The study compared the new technique with the main functional classification indices of the disease.
The study compared the new technique with the main functional classification indices of the disease.
A study published in the scientific journal European Radiology with the participation of researchers from the D’Or Institute for Research and Education (IDOR), the Federal University of Rio de Janeiro (UFRJ), and the Institute for Collective Health Studies of UFRJ used the magnetic resonance imaging with gadoxetic acid, a hepatobiliary contrast that is captured liver cells (hepatocytes), to assess liver function in patients with cirrhosis. The researchers compared the results obtained in the tests with the indices observed in other indicators for the identification of cirrhosis and classification of the severity of the disease.
Cirrhosis of the liver is one of the leading causes of death worldwide. “Cirrhosis is characterized by a structural alteration of the liver associated with the development of fibrosis. In more advanced stages of the disease, alteration of liver function is observed, in addition to the development of complications, such as ascites, encephalopathy, digestive hemorrhage”, informs Dr. Renata Perez, coordinator of the study and researcher at IDOR.

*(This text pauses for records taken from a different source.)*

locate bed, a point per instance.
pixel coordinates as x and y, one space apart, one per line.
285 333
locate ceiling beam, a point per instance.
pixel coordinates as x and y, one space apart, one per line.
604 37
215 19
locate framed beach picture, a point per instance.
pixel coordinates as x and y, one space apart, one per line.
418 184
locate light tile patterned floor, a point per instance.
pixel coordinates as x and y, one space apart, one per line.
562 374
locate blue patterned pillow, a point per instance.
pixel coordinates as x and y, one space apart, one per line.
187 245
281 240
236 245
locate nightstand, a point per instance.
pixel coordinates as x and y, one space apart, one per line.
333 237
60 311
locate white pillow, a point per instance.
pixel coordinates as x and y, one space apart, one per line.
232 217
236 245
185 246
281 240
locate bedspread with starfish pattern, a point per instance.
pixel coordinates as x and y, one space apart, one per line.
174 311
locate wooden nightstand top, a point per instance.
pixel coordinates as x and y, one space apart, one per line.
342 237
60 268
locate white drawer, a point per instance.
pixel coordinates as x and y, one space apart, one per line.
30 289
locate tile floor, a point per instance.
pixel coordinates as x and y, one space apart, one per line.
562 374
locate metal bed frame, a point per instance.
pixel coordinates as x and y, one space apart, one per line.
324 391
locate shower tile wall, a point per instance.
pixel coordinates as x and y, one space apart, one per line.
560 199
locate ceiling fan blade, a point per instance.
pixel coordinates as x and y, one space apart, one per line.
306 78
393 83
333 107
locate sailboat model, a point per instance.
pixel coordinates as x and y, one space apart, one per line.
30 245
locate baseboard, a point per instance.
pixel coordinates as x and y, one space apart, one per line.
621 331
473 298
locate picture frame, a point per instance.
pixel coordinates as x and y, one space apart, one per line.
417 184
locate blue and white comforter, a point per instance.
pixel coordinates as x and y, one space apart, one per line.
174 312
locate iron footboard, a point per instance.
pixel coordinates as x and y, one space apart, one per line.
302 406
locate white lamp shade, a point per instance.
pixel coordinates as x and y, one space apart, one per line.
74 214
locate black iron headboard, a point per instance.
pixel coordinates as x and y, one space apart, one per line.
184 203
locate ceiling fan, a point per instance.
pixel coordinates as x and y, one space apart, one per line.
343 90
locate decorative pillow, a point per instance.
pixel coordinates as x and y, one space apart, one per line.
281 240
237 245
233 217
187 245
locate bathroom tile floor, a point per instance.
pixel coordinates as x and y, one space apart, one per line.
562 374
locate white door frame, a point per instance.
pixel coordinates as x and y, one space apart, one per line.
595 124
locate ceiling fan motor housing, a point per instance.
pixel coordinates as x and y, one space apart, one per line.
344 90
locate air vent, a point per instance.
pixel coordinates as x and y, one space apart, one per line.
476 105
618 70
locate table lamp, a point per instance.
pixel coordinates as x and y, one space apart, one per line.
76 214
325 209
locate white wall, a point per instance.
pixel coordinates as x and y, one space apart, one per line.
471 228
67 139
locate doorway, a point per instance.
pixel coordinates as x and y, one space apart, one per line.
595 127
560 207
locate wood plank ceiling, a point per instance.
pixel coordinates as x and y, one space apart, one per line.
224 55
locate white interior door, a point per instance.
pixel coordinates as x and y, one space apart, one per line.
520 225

The assessment of liver function in cirrhosis is extremely important as it is directly related to the risk of complications and death. This assessment is usually performed based on clinical and laboratory criteria, as is done in the Child-Pugh Score and the MELD Score (Model for End-stage Liver Disease), used to determine the severity of liver disease. However, there is room for a specific non-invasive marker in these assessments.
“In more advanced stages, it becomes essential to estimate the degree of liver failure, and gadoxetic acid MRI can contribute to assessing the severity of liver disease,” he adds. MRI using gadoxetic acid can become an important method for estimating liver function, with the relative enhancement index (REI) being one of the most accurate. The authors of the study report that REI was chosen because it uses the signal intensity of the liver during MRI in the pre-contrast phase and in the intracellular (hepatobiliary) phase, adjusted for liver volume. Liver volume needs to be considered in the calculation of liver function because of its relationship to the number of hepatocytes.
The study included 60 patients diagnosed with liver cirrhosis based on clinical, laboratory and imaging tests. All patients underwent gadoxetic acid magnetic resonance imaging with REI measurement and indocyanine green clearance test at an interval of 2 weeks. Blood samples were collected for laboratory analysis on the same day as the indocyanine green test to calculate Child-Pugh and MELD scores.
Among the patients, 48% had hepatitis C as the most frequent cause of cirrhosis. The study involved a group of 60 patients consisting of 20 Child A, 20 Child B, and 20 Child C patients, the latter group with more severe patients.
The researchers observed correlations between REI and liver function quantified by Child-Pugh and MELD scores and indocyanine green clearance rate. When they performed the specific investigation in each Child-Pugh class, the correlation between REI and indocyanine green test was weak only among patients with Child-Pugh C. The researchers suggest that this finding may be related to the occurrence of portosystemic shunts, observed in liver cirrhosis and more frequent in patients with severe liver disease.
In addition, REI-assisted MRI was successful in differentiating good and poor liver function groups. REI values below 73 indicate severe liver dysfunction, values between 73-135 indicate moderate liver dysfunction, and REI values > 135 indicate preserved liver function.
Despite the limited number of patients, the study is promising to consider that it has a good representation for each Child-Pugh score group. It is worth noting that it still has a relevant number of patients in the Child-Pugh C group compared to other studies. The authors demonstrate a good correlation between the results of MRI measured by REI and other parameters used to assess liver function. REI allows the classification of cirrhotic patients and can be used as additional information in the routine evaluation of patients undergoing MRI with the use of gadoxetic acid contrast.